To use any other benchmark – like the attitudes held by historical figures, or even whether they owned slaves – is to fall victim to a dangerous presentism that would effectively stigmatise each and every American of note from the founding of the United States up until the 1990s (and in some cases the current day) as beyond the moral pale. Yes, Washington and Thomas Jefferson owned slaves. But they also laid the foundations for a democratic republican form of government – theretofore unknown to humankind – which provided the tools for the eventual freedom of those slaves.

It would take several generations before the declaration that 'All men are created equal' would be fully realised to include blacks (and several more generations until it encompassed women). But in 1776, just proclaiming these words was a revolutionary act of world-altering importance. What distinguishes Washington and Jefferson from Robert E. Lee is that, while all these men held racial views that we rightly consider abominable today (but which were all-too-common during their time), it was only the last figure who took up arms against his own country.  

By obliterating this distinction, many figures in 'the Resistance' are playing right into Trump’s hands.

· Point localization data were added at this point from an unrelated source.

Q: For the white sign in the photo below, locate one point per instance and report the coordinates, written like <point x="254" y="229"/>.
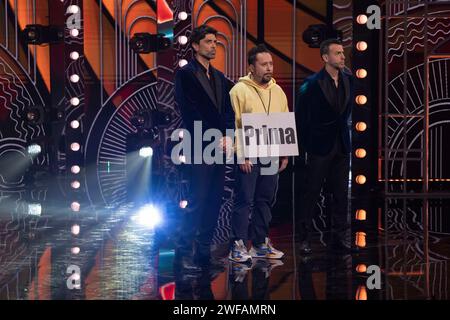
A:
<point x="272" y="135"/>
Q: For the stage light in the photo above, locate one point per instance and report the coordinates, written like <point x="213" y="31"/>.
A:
<point x="361" y="268"/>
<point x="361" y="293"/>
<point x="75" y="101"/>
<point x="182" y="15"/>
<point x="183" y="204"/>
<point x="361" y="19"/>
<point x="361" y="73"/>
<point x="361" y="46"/>
<point x="75" y="124"/>
<point x="361" y="214"/>
<point x="75" y="206"/>
<point x="34" y="209"/>
<point x="146" y="42"/>
<point x="361" y="99"/>
<point x="74" y="78"/>
<point x="315" y="34"/>
<point x="360" y="179"/>
<point x="146" y="152"/>
<point x="73" y="9"/>
<point x="74" y="55"/>
<point x="75" y="146"/>
<point x="35" y="115"/>
<point x="361" y="126"/>
<point x="37" y="34"/>
<point x="182" y="40"/>
<point x="148" y="216"/>
<point x="34" y="149"/>
<point x="75" y="184"/>
<point x="75" y="169"/>
<point x="75" y="229"/>
<point x="360" y="153"/>
<point x="360" y="239"/>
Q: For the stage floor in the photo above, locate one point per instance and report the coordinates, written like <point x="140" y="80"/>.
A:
<point x="107" y="253"/>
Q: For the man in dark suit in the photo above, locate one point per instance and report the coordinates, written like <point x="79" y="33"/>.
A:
<point x="323" y="109"/>
<point x="202" y="95"/>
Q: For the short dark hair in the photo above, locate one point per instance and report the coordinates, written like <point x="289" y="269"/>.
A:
<point x="200" y="33"/>
<point x="251" y="56"/>
<point x="325" y="45"/>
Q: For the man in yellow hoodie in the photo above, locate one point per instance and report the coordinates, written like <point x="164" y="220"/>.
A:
<point x="255" y="93"/>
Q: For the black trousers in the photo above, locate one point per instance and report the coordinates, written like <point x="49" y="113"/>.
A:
<point x="331" y="172"/>
<point x="258" y="191"/>
<point x="199" y="219"/>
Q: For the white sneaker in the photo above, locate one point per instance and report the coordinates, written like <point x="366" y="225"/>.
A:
<point x="239" y="252"/>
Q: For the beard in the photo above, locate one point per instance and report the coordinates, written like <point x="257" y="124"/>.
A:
<point x="209" y="55"/>
<point x="266" y="78"/>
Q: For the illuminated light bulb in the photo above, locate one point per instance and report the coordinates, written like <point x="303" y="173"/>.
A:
<point x="74" y="55"/>
<point x="75" y="169"/>
<point x="75" y="206"/>
<point x="75" y="146"/>
<point x="360" y="153"/>
<point x="361" y="46"/>
<point x="182" y="62"/>
<point x="182" y="15"/>
<point x="75" y="124"/>
<point x="360" y="179"/>
<point x="361" y="214"/>
<point x="75" y="101"/>
<point x="361" y="99"/>
<point x="361" y="19"/>
<point x="361" y="126"/>
<point x="360" y="239"/>
<point x="361" y="73"/>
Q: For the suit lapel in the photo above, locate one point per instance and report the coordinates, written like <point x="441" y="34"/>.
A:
<point x="325" y="92"/>
<point x="347" y="90"/>
<point x="204" y="81"/>
<point x="218" y="84"/>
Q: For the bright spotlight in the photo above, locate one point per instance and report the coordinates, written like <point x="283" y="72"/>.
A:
<point x="34" y="209"/>
<point x="146" y="152"/>
<point x="148" y="216"/>
<point x="34" y="149"/>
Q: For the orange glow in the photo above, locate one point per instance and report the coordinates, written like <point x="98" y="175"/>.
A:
<point x="361" y="268"/>
<point x="360" y="179"/>
<point x="361" y="293"/>
<point x="165" y="14"/>
<point x="361" y="214"/>
<point x="360" y="240"/>
<point x="361" y="46"/>
<point x="361" y="19"/>
<point x="361" y="99"/>
<point x="360" y="153"/>
<point x="361" y="126"/>
<point x="361" y="73"/>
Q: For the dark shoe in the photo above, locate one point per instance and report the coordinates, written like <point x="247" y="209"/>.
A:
<point x="305" y="247"/>
<point x="344" y="247"/>
<point x="186" y="264"/>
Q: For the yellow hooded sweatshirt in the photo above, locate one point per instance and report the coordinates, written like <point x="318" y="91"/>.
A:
<point x="246" y="97"/>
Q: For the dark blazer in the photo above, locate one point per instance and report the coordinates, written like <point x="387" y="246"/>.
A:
<point x="318" y="121"/>
<point x="196" y="100"/>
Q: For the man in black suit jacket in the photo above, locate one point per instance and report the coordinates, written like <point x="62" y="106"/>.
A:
<point x="202" y="95"/>
<point x="323" y="110"/>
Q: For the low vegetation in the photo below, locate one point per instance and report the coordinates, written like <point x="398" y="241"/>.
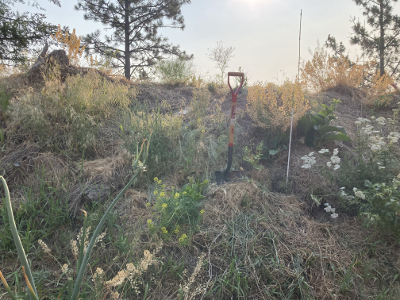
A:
<point x="112" y="193"/>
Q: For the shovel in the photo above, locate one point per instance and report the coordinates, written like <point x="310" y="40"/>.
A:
<point x="228" y="175"/>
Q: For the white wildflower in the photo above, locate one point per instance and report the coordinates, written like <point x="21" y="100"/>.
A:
<point x="335" y="159"/>
<point x="381" y="121"/>
<point x="322" y="151"/>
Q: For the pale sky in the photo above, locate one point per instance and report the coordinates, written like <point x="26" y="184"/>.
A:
<point x="265" y="33"/>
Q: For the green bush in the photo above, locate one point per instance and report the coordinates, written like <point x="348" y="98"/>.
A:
<point x="138" y="123"/>
<point x="317" y="128"/>
<point x="178" y="211"/>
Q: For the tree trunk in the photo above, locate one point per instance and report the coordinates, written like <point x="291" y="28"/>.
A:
<point x="382" y="40"/>
<point x="127" y="54"/>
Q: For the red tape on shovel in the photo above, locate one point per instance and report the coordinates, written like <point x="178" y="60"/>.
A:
<point x="227" y="175"/>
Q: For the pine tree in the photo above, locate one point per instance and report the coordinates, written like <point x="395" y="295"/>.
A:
<point x="382" y="42"/>
<point x="135" y="24"/>
<point x="18" y="32"/>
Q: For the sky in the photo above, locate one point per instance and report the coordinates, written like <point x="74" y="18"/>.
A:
<point x="264" y="33"/>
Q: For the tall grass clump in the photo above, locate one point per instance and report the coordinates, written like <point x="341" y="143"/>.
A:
<point x="139" y="122"/>
<point x="67" y="116"/>
<point x="176" y="71"/>
<point x="82" y="248"/>
<point x="369" y="177"/>
<point x="270" y="105"/>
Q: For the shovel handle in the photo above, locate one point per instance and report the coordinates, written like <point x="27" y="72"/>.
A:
<point x="236" y="74"/>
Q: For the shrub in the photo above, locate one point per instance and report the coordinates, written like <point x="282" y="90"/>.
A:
<point x="324" y="71"/>
<point x="374" y="166"/>
<point x="138" y="123"/>
<point x="270" y="105"/>
<point x="317" y="128"/>
<point x="175" y="71"/>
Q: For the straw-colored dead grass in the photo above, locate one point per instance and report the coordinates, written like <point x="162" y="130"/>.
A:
<point x="26" y="165"/>
<point x="321" y="254"/>
<point x="100" y="178"/>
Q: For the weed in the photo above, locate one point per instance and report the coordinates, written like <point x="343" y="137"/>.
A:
<point x="178" y="210"/>
<point x="176" y="71"/>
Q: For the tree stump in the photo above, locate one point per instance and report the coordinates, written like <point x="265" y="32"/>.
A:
<point x="45" y="64"/>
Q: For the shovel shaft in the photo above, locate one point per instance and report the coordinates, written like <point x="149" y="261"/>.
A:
<point x="233" y="106"/>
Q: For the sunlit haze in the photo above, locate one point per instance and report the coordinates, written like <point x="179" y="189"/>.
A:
<point x="265" y="33"/>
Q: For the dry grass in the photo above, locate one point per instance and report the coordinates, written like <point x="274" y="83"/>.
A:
<point x="252" y="243"/>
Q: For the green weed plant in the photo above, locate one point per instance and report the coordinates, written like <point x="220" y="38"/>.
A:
<point x="178" y="212"/>
<point x="72" y="289"/>
<point x="317" y="128"/>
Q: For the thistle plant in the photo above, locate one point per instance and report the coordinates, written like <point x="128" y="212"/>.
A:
<point x="330" y="209"/>
<point x="84" y="248"/>
<point x="310" y="160"/>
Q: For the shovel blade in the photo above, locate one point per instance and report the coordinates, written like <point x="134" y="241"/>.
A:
<point x="221" y="177"/>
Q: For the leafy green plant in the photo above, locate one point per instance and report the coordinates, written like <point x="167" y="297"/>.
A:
<point x="317" y="128"/>
<point x="381" y="204"/>
<point x="72" y="289"/>
<point x="254" y="159"/>
<point x="178" y="209"/>
<point x="138" y="123"/>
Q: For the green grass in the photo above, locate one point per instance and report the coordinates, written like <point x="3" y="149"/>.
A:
<point x="254" y="244"/>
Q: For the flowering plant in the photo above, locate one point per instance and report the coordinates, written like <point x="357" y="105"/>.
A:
<point x="177" y="208"/>
<point x="379" y="203"/>
<point x="85" y="248"/>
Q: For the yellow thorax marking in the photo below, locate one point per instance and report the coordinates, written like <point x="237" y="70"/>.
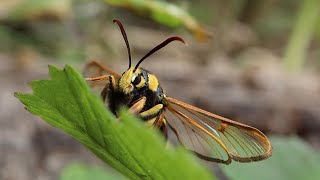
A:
<point x="154" y="110"/>
<point x="153" y="82"/>
<point x="125" y="81"/>
<point x="142" y="83"/>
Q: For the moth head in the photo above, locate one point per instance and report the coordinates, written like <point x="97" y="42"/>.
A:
<point x="130" y="80"/>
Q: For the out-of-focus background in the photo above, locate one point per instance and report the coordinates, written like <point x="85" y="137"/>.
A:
<point x="257" y="62"/>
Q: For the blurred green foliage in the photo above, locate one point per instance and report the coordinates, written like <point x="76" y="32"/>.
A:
<point x="78" y="171"/>
<point x="291" y="159"/>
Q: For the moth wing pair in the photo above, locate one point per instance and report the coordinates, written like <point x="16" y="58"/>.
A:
<point x="209" y="136"/>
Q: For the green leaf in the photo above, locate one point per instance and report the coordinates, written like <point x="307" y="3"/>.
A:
<point x="84" y="172"/>
<point x="129" y="146"/>
<point x="291" y="159"/>
<point x="164" y="13"/>
<point x="303" y="31"/>
<point x="32" y="9"/>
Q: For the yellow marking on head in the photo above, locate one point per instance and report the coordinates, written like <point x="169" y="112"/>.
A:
<point x="142" y="83"/>
<point x="138" y="71"/>
<point x="153" y="82"/>
<point x="154" y="110"/>
<point x="113" y="81"/>
<point x="125" y="81"/>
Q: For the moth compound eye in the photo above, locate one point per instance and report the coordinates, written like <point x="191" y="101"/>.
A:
<point x="136" y="80"/>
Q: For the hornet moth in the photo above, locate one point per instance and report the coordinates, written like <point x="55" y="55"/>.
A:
<point x="209" y="136"/>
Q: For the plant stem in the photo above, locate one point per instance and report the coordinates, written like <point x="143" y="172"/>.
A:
<point x="301" y="36"/>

Recently on CNN, Democratic analyst Angela Rye insisted, 'I don’t care if it’s a George Washington statue or a Thomas Jefferson statue or a Robert E. Lee statue, they all need to come down.'

Never mind how such talk is so politically suicidal for Democrats that Steve Bannon himself might have devised it; why stop with the father of the nation and the author of the Declaration of Independence, perhaps the most important document ever written in the history of human freedom? Last month, graffiti was spray-painted onto the Lincoln Memorial in Washington and a Lincoln bust was vandalised in Chicago. Abraham Lincoln, of course, was the president who freed the slaves. But his views about African-Americans would make him a troglodyte today. If we go by Governor Cuomo’s logic, there is no reason not to remove statues of Lincoln, Franklin Delano Roosevelt, Harry Truman or pretty much any individual constructed before 2017, so infinite are the ways in which the opinions and actions of flawed historical figures might conceivably 'offend' someone today.

Consider: FDR may have steered the country beyond the Great Depression and led it through a war to defend civilisation from barbarism, but he also interned Japanese-Americans in concentration camps. Harry Truman ordered the desegregation of the military and recognised the state of Israel, but he also privately expressed anti-Semitic views. Heaven knows what these men thought about gay marriage, never mind the issue of transgender-friendly bathrooms.  

While the moral and civic imperative for relocating statues honouring the Confederacy is sound, the way in which this process is currently playing out – namely, through violent iconoclasm – threatens our social fabric and chips away at Americans’ capacity for self-government. The United States is a country governed by the rule of law; it is respect for the legal process that distinguishes us from places like Russia or Yemen, where leaders act with impunity and rival tribes compete for power. In our system, laws are passed by democratically elected legislatures accountable to the people, adjudicated by an independent judiciary, and enforced by police. None of these institutions are perfect – far from it – but it is this very array of institutions, procedures and checks on power that save us from the alternatives: arbitrary rule by a dictator or the whims of the mob. And in the images of rampaging throngs tearing down statues on a whim, it is the spectre of the latter that haunts us.